Machine Learning for Alzheimer's Brain Classification

Timeline
March 2024 - May 2024
Skills
MATLAB, Data Visualization
Machine Learning, Statistical Analysis, Biomedical Data Processing
Overview
In this project, I applied computational and machine learning methods to analyze large-scale biomedical datasets related to Alzheimer's Disease. My goal was to explore the relationship between the APOE gene and structural brain changes, and to evaluate whether machine learning models could classify patients from MRI data with high accuracy.
Process
Data Engineering
I integrated diverse datasets (GWAS, gene expression, transcriptomics, and MRI) into standardized formats (.csv, .mat) using MATLAB. This required extensive data cleaning, feature extraction, and merging across biomedical data sources.
Statistical & Computational Analysis
I implemented statistical testing (t-tests, regression models) to measure significant differences in APOE gene expression across brain regions.

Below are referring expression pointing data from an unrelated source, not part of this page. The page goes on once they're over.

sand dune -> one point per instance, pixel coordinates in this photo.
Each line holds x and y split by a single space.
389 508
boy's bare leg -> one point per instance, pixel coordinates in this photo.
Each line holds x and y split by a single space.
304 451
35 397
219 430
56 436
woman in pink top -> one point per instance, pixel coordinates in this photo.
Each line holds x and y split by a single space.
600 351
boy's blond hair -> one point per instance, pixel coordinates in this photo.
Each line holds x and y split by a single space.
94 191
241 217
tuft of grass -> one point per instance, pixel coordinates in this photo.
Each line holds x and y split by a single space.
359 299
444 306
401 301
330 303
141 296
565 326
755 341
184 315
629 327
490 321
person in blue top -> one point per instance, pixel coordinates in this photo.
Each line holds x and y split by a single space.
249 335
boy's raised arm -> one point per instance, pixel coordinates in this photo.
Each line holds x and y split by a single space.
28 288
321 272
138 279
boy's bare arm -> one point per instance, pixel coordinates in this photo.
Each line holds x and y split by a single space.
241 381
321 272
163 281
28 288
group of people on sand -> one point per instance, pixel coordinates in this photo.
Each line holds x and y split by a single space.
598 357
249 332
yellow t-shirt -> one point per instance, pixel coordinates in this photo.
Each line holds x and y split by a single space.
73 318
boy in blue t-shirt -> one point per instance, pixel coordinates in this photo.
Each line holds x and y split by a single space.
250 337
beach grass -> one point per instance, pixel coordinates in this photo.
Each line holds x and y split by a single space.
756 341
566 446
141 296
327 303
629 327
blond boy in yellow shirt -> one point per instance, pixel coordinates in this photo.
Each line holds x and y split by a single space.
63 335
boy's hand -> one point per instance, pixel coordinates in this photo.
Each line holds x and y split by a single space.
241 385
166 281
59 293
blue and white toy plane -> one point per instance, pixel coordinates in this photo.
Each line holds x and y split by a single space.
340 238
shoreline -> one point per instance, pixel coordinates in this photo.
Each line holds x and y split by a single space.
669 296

Linear regression revealed strong correlations between APOE expression and gray-matter atrophy, providing evidence of APOE's role in Alzheimer's progression.
Machine Learning
I trained two machine learning models on MRI gray-matter volume features. A ridge-regularized linear model achieved 97.5% accuracy on test data, demonstrating strong generalization. I also developed a neural network, which reached 84.0% accuracy after parameter tuning, though it showed some overfitting. These results highlight the potential of machine learning to distinguish Alzheimer's patients from controls based solely on structural brain data.
Next Steps
To build on this project, in the future I could refine model performance by addressing overfitting, experiment with additional algorithms, and deploy the pipeline in an interface where users can upload imaging data and receive predictions in real time. This would transform the analysis from an academic study into a functional, accessible software tool.